Johnny Oleksinski for New York Post gave the film one-and-a-half stars out of four, calling it a "gross horror flick" that "is just The Exorcist with gauze", while also writing: "The director mostly reshapes what a mummy actually is to suit his lackluster whims." Radheyan Simonpillai of Globe and Mail stated that "we didn't even need 'mummy' in the title since Cronin's version really made a mess of an Exorcist movie that also crams in bits from Don't Look Now, Hereditary and The Evil Dead". Brian Tallerico of RogerEbert.com gave the film two stars out of four, writing: "There's just never a weight to that idea because these characters are just pawns in Cronin's game, his attempt to make you squirm as much as possible.

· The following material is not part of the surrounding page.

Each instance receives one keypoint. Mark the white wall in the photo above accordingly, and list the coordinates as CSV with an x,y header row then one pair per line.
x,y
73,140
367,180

You'll definitely squirm but mostly out of boredom." Benjamin Lee of The Guardian gave the film two stars out of five, writing that the film was "absurdly, watch-checkingly overlong, tonally unsure and, fatally, not all that scary". Guy Lodge of Variety wrote that while "the result is more generic than its braggy auteur claims might promise", "there's a lot here for gorehounds to feast on", also pointing out that the pile-up of revelations and jump scares turns out to be "quite exhausting".